Created attachment 945018 [details] Source Host agent.log HA HostedEngine unexpectedly migrated to other host in cluster. Engine UI reports Engine as shutting down. No obvious problems with function. Engine restarts on alternate host. Appears to be HA score-based migration. No obvious reason for score dropping. ovirt-hosted-engine-ha/agent.log attached
Created attachment 945019 [details] Source Host broker.log
This is caused by the logic in the EngineBadHealth state. It starts a grace period timer. Unfortunately it also sets the score to 0 and when the state machine sees other hosts with higher score (and everything is higher than 0) it immediately moves to EngineStop in an attempt to migrate the VM to a "better" host. We got to EngineBadHealth because a webadmin liveness check failed. That could be caused by higher cpu load or just by the engine taking its time to respond. This is the reason we have the grace timer and so we should give it the time to recover. The solution might be to split the state into two: report real score while in EngineDeterminingHealth state and move to EngineBadHealth (score: 0) when the grace timer runs out. The rest will behave the same.

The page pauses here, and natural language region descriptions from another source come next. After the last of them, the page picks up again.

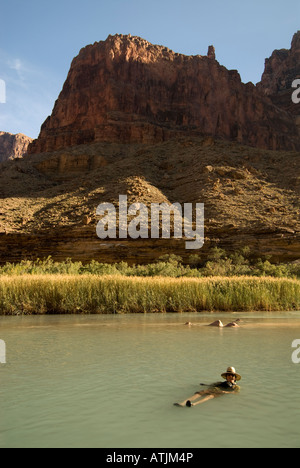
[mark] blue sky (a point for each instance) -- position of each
(39, 39)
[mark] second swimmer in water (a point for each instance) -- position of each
(215, 390)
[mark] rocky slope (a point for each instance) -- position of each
(13, 146)
(49, 201)
(129, 121)
(127, 90)
(281, 69)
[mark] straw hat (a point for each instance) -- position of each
(231, 370)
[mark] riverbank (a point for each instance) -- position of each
(94, 294)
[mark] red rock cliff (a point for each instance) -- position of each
(281, 69)
(13, 146)
(127, 90)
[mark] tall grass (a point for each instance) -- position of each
(94, 294)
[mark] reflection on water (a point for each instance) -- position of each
(111, 381)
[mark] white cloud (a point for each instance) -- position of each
(30, 95)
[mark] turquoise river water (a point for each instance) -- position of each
(111, 381)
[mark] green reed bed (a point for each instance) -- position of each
(91, 294)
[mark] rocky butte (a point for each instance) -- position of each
(127, 90)
(139, 120)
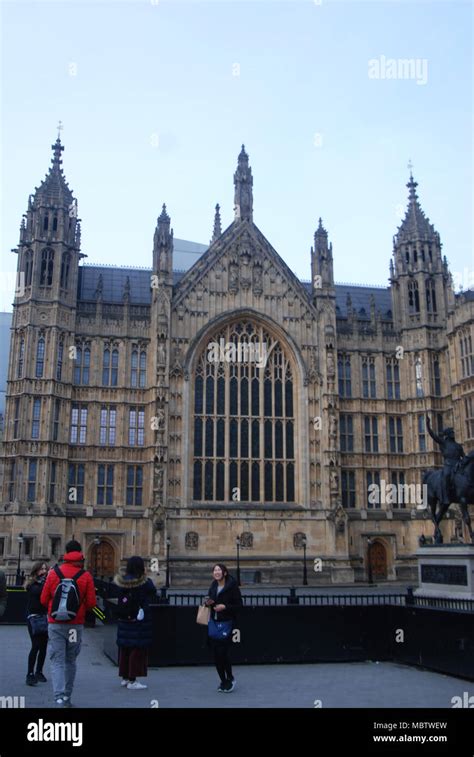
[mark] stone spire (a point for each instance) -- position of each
(54, 188)
(243, 195)
(217, 224)
(415, 226)
(163, 245)
(322, 268)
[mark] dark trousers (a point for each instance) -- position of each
(37, 654)
(132, 662)
(222, 659)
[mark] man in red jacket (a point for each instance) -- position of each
(65, 638)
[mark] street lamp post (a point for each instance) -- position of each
(168, 542)
(237, 543)
(96, 554)
(369, 564)
(18, 571)
(305, 572)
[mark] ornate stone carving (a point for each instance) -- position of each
(246, 540)
(298, 539)
(191, 540)
(257, 278)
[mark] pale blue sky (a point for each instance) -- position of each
(165, 72)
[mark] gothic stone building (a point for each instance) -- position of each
(123, 430)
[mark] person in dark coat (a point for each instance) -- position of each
(224, 599)
(134, 632)
(39, 642)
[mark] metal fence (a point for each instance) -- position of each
(14, 581)
(108, 590)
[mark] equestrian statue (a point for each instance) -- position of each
(454, 482)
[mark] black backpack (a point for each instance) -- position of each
(67, 598)
(129, 604)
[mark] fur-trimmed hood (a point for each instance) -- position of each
(126, 581)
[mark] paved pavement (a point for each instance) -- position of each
(366, 684)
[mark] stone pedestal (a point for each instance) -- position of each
(446, 570)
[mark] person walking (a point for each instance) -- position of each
(224, 599)
(3, 593)
(37, 620)
(68, 594)
(134, 630)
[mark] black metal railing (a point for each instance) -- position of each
(13, 581)
(108, 590)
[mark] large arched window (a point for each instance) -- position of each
(47, 265)
(244, 418)
(65, 264)
(430, 296)
(28, 267)
(413, 298)
(39, 358)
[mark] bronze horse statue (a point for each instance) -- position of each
(462, 493)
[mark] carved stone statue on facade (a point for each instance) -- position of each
(161, 353)
(233, 277)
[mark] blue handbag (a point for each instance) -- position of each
(219, 630)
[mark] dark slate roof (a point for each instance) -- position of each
(360, 296)
(113, 283)
(114, 280)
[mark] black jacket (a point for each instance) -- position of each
(34, 606)
(3, 593)
(229, 596)
(137, 633)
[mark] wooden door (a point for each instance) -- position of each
(378, 561)
(103, 559)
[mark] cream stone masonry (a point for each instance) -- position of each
(120, 432)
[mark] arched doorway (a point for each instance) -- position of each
(102, 562)
(378, 561)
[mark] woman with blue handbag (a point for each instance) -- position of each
(37, 619)
(224, 598)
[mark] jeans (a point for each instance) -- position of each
(38, 651)
(64, 645)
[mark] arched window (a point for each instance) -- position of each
(244, 425)
(82, 366)
(114, 373)
(134, 369)
(138, 369)
(21, 357)
(59, 361)
(28, 267)
(413, 298)
(110, 367)
(40, 358)
(142, 376)
(47, 266)
(65, 264)
(106, 367)
(430, 296)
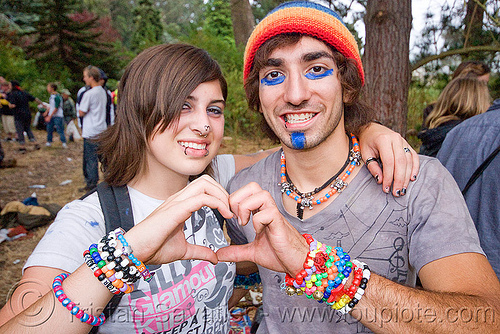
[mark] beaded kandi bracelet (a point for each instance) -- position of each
(246, 282)
(108, 245)
(325, 274)
(75, 310)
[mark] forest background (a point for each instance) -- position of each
(53, 40)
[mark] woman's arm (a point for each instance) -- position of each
(400, 166)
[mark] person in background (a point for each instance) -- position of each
(162, 148)
(110, 110)
(19, 101)
(462, 98)
(328, 242)
(54, 115)
(7, 113)
(468, 69)
(464, 149)
(92, 109)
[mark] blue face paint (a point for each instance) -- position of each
(271, 82)
(298, 140)
(313, 76)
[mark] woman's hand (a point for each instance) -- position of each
(160, 237)
(399, 160)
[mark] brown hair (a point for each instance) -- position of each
(356, 113)
(93, 72)
(471, 69)
(152, 91)
(53, 85)
(462, 98)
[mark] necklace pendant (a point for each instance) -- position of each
(339, 185)
(306, 202)
(356, 157)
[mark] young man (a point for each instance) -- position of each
(303, 73)
(92, 109)
(54, 116)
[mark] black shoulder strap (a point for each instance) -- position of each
(117, 210)
(116, 207)
(220, 218)
(480, 170)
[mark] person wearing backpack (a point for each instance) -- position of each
(160, 161)
(54, 116)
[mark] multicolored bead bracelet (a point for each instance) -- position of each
(246, 282)
(325, 274)
(75, 310)
(127, 251)
(98, 273)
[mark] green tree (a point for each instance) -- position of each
(148, 27)
(218, 19)
(121, 19)
(60, 43)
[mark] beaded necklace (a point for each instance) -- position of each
(337, 183)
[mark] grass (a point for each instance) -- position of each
(53, 165)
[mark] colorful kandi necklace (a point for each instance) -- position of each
(336, 183)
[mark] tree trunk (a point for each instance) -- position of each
(473, 33)
(386, 60)
(243, 21)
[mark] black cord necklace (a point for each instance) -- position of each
(309, 196)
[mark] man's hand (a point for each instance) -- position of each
(400, 161)
(160, 237)
(277, 246)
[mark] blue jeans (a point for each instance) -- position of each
(90, 163)
(59, 125)
(23, 124)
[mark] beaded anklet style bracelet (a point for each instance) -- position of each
(75, 310)
(325, 274)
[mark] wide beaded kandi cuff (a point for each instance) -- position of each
(325, 275)
(115, 267)
(75, 310)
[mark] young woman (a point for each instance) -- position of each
(168, 130)
(462, 98)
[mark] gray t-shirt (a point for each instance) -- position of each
(188, 296)
(395, 236)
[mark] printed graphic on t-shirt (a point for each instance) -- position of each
(188, 296)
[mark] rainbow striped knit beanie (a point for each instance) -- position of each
(306, 18)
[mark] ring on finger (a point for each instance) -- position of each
(371, 159)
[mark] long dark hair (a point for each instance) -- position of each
(151, 92)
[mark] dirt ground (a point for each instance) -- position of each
(51, 166)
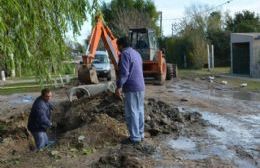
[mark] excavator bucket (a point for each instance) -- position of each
(87, 74)
(82, 91)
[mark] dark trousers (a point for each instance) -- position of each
(41, 139)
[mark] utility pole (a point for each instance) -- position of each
(172, 29)
(160, 13)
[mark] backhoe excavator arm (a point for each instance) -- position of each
(100, 31)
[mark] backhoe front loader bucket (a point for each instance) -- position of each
(87, 74)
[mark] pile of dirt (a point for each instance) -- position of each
(93, 124)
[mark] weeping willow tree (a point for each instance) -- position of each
(33, 31)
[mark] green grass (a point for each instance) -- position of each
(8, 91)
(221, 74)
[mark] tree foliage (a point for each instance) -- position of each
(122, 15)
(34, 32)
(244, 21)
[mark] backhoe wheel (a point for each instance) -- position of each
(169, 73)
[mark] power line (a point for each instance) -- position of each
(206, 11)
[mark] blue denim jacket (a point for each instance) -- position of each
(40, 116)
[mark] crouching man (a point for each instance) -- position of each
(40, 119)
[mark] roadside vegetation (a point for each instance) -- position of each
(221, 75)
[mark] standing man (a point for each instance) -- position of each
(39, 118)
(131, 83)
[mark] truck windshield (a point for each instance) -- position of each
(100, 59)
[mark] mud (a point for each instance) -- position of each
(185, 126)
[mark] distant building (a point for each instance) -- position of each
(245, 54)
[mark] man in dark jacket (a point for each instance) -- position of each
(40, 118)
(131, 83)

If we got into EngineBadHealth it means that something went wrong with the guest or host, and if we have a better host we should move there. So the end result is not unexpected, but actually worked as needed. What we need to improve here is the scoring to make sure the grace period is honored.
oVirt 3.5.1 has been released and since this bug is targeted 3.5.1 and in modified state, it should be included in this release. Please re-target and move nack to modified if this assumption is not valid for this bug.
*** Bug 1223555 has been marked as a duplicate of this bug. ***
Verified on ovirt-hosted-engine-ha-1.2.6-2.el7ev.noarch Now if hosts pass to state state=EngineUpBadHealth, score not dropped to zero and we have 5 minutes until HA agent will move host to state EngineStop.
This is an automated message. oVirt 3.5.3 has been released on June 15th 2015 and should include the fix for this BZ. Moving to closed current release.